The pandemic saw an onslaught of retirements, but most notably, Qantas, KLM and British Airways all announced the immediate retirement of the queen, a shock to many enthusiasts systems but one that certainly showcased the valid concerns over continuing to fly such a plane.
There are calls from Emirates’ executives for a new large plane to be built, like the Airbus A380. Still, aircraft manufacturers are not budging, their focus has shifted elsewhere, and that’s another critical point to the analysis.
Focus is no longer sat on creating these 500+ seat giants, relatively efficient wide body and narrow body planes capable of completing long ranged missions at a fraction of the cost, while also sustainability being at the forefront of conversations as these very aircraft manufacturers explore SAF, sustainable aviation fuel, battery technology and more for future eras of flight.
As Boeing wraps up their 747 programs, the 747 will remain in our skies for quite some time. However, it must be said that its presence will be mostly felt over on the freighter market as it continues to routinely operate with leading companies such as UPS and Atlas Air, among others like Cargolux.

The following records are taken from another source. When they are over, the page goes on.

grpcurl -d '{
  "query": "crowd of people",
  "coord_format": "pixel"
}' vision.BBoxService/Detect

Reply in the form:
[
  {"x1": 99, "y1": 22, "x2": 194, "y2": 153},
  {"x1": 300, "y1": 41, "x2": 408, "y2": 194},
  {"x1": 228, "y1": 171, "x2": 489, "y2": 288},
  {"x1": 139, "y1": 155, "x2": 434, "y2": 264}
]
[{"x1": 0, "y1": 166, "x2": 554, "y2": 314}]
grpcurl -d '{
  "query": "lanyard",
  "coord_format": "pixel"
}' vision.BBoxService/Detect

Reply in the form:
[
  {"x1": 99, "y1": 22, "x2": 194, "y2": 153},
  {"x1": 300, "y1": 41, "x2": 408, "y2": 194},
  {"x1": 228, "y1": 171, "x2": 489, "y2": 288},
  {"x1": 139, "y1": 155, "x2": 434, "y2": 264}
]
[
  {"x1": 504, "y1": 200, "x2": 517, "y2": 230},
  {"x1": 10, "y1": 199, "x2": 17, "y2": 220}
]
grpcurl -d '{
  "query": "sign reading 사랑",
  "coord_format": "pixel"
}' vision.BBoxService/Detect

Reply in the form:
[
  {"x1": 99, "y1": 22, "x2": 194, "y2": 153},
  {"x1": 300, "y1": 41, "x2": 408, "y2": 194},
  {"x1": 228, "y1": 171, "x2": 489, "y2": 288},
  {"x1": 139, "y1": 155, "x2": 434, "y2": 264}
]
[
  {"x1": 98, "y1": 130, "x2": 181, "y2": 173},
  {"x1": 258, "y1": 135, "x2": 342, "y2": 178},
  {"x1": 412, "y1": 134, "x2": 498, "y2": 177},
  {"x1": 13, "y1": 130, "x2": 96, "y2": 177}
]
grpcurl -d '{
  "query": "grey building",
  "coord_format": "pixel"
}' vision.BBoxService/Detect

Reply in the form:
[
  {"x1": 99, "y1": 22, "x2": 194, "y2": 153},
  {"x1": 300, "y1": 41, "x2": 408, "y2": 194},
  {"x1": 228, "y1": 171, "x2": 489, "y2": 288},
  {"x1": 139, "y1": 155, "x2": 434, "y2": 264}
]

Even as the aircraft departs from Boeing factories and heads into the twilight of its time in the industry, its impact is unmistakable and will hardly be forgotten anytime soon. So I encourage you to use the comments to share your fondest memories of the Boeing 747 as a series of aircraft.
It could be your time flying on it, a memorable spotting journey, or something else. For me, it’s the reason I am here today making this content and have my passion for aviation, so yes, it’s a pretty special plane very close to my heart.